What are some of the key factors in defining these patient/member segments? And once those groups are identified, how does a health system deploy an effective strategy to serve their varied needs?
Scholl: In our experience, the key factor is not only to see the patient as an individual with unique needs, but also to be able to connect unique needs to actionable, common programs of intervening. Tapping into the right data sets—capturing both clinical information and data on the 80 percent of social and environmental factors that determine whether we maintain good health or decompensate to the point where we need acute care—to unearth actionable information to match individual patient needs with care services backed by real world evidence. So, while it’s popular to focus on “Big Data” solutions, it’s the “little data” trapped in multiple system silos that leads to bigger improvements in outcomes. It takes the right technology to extract data into a platform that can use pattern recognition to support development of reliable care pathways and make it easier for physicians, nurses and non-clinical caregivers to act with confidence and timeliness at the point of care.
After a population is accurately defined and a strategy is developed, what are the most effective tactics health systems can deploy to ensure their population health services are successful in prevention and improving the quality of care patients receive?

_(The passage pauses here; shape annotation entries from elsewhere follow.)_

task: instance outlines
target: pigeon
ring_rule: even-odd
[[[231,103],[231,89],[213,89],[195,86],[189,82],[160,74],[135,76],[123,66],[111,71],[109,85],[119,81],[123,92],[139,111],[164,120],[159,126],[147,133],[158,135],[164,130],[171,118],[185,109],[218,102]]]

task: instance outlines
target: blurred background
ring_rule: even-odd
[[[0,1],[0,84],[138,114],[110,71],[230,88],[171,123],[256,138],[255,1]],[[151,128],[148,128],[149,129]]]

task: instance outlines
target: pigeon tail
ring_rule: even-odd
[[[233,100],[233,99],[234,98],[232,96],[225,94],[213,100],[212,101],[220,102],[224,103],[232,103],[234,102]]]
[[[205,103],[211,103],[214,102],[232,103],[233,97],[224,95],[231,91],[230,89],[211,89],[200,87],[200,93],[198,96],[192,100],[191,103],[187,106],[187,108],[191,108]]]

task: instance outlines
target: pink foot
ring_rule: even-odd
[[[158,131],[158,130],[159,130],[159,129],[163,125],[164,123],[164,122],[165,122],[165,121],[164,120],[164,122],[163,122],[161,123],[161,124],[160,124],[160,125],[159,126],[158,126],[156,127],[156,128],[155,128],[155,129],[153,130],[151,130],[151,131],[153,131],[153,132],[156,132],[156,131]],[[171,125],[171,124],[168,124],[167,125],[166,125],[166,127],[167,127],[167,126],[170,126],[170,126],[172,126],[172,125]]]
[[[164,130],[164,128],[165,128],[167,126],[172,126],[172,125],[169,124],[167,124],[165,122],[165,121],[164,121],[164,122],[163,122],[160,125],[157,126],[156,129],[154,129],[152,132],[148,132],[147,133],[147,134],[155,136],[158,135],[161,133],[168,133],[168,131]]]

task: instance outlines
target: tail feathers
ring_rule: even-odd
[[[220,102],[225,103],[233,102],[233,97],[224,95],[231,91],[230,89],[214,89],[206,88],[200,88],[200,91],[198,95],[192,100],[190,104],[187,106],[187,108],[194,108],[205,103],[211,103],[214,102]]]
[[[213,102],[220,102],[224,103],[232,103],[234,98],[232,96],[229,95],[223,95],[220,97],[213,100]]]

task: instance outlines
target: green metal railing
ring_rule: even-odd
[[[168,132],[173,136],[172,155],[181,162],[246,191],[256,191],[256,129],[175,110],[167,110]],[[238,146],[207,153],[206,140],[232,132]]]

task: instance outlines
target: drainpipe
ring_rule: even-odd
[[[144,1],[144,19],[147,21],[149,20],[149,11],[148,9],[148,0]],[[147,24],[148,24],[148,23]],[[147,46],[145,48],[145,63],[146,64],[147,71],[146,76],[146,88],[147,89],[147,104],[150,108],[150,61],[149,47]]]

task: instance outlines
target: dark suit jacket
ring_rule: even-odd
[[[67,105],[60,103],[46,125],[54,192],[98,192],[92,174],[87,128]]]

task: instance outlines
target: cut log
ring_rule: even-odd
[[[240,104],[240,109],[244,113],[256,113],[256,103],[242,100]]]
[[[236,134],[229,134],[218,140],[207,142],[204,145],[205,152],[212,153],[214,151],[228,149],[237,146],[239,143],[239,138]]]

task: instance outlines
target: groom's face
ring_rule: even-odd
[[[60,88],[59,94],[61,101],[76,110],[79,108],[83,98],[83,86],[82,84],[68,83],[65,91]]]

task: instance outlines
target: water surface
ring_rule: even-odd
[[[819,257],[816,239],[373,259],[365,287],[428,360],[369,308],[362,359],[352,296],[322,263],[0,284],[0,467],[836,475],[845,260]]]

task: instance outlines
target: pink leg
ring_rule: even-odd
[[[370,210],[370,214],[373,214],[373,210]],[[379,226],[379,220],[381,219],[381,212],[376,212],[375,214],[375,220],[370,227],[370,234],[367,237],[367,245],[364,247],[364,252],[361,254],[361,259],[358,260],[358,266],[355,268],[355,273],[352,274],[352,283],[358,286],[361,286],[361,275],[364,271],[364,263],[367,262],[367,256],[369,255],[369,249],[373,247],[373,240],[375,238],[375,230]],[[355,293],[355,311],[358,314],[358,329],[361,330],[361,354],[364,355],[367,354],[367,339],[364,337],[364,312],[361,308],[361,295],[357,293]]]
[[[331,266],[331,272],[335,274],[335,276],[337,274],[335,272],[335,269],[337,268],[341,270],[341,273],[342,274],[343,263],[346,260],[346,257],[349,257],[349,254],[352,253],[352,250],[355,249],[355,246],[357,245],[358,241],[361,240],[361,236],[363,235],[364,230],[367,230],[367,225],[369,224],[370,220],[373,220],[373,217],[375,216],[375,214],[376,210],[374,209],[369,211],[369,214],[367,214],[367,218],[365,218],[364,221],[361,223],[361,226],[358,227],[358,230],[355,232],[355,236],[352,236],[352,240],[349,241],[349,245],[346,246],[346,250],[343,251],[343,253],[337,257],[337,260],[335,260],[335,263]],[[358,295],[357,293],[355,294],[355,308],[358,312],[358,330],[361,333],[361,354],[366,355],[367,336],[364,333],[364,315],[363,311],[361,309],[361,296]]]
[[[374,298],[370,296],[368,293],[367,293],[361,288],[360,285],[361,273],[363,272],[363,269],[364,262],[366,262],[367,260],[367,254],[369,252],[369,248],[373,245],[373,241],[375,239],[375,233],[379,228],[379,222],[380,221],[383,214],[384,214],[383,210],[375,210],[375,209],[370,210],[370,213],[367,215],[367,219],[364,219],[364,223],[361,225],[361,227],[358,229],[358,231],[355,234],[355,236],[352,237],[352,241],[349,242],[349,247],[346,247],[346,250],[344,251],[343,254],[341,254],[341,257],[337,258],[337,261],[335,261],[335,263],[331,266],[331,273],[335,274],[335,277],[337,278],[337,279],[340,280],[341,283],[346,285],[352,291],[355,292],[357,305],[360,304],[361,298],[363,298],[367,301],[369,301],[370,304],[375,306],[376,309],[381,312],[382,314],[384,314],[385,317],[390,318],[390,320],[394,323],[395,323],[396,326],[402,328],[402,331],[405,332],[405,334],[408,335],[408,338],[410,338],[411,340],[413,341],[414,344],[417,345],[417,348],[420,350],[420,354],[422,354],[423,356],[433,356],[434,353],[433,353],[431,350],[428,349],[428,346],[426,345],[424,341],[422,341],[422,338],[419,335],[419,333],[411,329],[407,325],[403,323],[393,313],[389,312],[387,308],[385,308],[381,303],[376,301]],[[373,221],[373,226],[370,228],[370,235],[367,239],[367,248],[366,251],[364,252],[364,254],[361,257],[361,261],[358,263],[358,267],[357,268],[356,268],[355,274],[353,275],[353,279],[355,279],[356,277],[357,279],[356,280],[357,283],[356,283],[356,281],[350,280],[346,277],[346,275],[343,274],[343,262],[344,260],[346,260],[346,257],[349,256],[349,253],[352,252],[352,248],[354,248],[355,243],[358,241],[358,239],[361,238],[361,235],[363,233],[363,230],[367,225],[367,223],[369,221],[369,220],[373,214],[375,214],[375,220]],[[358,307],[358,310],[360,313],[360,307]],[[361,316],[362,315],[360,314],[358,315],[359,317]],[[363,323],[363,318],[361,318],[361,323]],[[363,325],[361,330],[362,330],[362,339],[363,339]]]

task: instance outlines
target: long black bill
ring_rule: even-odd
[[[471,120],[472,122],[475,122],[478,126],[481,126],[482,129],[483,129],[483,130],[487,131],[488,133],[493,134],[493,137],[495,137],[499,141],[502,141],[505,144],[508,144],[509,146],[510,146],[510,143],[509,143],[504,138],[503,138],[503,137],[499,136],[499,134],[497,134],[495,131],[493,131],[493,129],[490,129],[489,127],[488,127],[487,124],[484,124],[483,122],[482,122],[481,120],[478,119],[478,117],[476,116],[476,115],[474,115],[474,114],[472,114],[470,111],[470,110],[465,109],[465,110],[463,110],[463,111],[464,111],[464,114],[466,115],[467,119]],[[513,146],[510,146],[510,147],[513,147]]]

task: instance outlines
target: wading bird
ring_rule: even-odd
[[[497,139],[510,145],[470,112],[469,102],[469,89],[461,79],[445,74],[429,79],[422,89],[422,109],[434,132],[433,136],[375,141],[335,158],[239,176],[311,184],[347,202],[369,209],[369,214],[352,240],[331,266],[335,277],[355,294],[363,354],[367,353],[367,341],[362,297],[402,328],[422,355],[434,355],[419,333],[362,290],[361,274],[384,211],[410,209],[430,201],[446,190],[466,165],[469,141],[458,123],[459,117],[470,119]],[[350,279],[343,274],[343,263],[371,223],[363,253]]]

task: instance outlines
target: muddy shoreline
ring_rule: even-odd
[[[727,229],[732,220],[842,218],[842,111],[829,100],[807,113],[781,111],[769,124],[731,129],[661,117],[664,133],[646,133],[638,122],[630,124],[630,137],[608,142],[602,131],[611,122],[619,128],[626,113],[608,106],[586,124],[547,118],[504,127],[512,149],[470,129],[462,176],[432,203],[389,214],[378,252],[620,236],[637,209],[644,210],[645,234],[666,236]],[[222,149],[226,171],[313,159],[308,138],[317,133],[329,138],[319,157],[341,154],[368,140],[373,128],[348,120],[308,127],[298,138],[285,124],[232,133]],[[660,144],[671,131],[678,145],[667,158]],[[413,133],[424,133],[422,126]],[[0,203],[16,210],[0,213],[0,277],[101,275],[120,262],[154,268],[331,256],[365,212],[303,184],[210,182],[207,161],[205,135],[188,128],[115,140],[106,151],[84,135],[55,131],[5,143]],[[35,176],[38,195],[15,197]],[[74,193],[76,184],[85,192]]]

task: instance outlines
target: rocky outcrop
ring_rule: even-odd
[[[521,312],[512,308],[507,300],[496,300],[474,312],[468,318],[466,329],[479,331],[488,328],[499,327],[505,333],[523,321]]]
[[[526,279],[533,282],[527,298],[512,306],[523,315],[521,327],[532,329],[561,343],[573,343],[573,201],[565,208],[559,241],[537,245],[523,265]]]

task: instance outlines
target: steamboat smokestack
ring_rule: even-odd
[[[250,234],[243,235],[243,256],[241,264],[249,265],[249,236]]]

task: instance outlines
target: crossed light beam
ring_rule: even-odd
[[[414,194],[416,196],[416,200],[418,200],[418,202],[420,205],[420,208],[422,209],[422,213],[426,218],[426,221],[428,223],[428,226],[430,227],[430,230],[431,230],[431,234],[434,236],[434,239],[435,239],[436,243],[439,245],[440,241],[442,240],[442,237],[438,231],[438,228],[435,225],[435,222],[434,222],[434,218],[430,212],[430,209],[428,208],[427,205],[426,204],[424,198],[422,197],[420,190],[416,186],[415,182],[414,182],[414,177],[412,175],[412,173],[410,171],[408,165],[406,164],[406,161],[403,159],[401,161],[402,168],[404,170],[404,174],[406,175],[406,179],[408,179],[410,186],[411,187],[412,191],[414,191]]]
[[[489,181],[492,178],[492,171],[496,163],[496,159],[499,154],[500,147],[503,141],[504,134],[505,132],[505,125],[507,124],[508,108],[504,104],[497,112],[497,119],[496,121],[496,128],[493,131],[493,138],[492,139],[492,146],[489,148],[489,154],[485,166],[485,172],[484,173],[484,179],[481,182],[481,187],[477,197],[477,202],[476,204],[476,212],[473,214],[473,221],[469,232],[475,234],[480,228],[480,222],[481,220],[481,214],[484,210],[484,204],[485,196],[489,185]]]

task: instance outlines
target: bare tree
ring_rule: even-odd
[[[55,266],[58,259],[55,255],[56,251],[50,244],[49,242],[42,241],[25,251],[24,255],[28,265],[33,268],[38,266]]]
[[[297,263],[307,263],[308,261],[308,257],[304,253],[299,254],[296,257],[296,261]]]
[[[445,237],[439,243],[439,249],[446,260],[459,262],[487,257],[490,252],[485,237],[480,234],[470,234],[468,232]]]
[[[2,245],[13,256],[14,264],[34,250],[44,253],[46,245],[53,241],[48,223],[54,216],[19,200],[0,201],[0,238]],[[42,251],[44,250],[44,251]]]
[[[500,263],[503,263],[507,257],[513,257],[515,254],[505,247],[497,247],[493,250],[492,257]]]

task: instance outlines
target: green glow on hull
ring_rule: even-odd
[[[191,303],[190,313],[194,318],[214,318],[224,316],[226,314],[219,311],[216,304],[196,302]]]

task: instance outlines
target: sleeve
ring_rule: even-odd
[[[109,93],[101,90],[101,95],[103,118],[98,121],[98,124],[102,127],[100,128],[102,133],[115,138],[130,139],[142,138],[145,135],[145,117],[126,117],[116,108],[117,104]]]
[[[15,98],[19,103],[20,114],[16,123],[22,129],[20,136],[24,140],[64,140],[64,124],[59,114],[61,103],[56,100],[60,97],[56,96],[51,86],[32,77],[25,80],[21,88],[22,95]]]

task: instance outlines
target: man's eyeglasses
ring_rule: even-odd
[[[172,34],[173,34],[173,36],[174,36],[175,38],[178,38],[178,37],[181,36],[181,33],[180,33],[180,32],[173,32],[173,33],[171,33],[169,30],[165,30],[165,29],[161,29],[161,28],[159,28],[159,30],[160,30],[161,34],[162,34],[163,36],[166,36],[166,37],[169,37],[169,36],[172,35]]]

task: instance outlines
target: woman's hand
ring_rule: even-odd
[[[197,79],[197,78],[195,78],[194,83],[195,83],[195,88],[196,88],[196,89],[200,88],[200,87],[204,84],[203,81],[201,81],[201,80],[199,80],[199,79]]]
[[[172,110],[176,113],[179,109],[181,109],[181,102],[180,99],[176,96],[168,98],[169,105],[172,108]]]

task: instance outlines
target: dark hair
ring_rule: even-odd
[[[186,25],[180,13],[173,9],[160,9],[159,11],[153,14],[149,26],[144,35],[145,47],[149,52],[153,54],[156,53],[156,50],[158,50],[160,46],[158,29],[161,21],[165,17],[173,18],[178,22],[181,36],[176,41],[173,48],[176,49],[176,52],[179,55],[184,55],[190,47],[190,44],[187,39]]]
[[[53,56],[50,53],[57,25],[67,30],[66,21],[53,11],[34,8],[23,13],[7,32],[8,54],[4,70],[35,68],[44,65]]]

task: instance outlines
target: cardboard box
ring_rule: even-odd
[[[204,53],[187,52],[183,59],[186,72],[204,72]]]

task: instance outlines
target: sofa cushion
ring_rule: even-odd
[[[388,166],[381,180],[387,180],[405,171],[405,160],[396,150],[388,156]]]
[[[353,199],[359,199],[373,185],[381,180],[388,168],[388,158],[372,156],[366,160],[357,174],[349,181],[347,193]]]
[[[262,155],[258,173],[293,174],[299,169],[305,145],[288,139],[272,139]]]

Scholl: The most important success factors continue to be developing a culture of practicing medicine as a team sport and the discipline to make and act on care decisions based on local practice-based evidence. None of that is possible without the situational awareness that comes with high reliability systems integration across the continuum of care, from home to clinic to facilities and back to home.
What’s next for population health?
Scholl: The next frontier in population health is tying predictive modeling to effective analytics. There’s exciting technology we’ve deployed for Leidos clients that identify predictors for high-risk illnesses in a hospital setting. We can take this technology and protocols and apply them in ambulatory settings to identify high-risk patients who may deviate from their care plans. Pairing what we know with tools that help health systems know how to execute these preemptive interventions is the real game changer. This will make a huge impact on quality writ large—keeping people healthy, treating them when they are acutely ill and supporting their recovery—in a manner that puts health spending in line with what makes us healthy rather than what we can do for people after they get sick. We’re optimistic and excited about what’s to come in this space.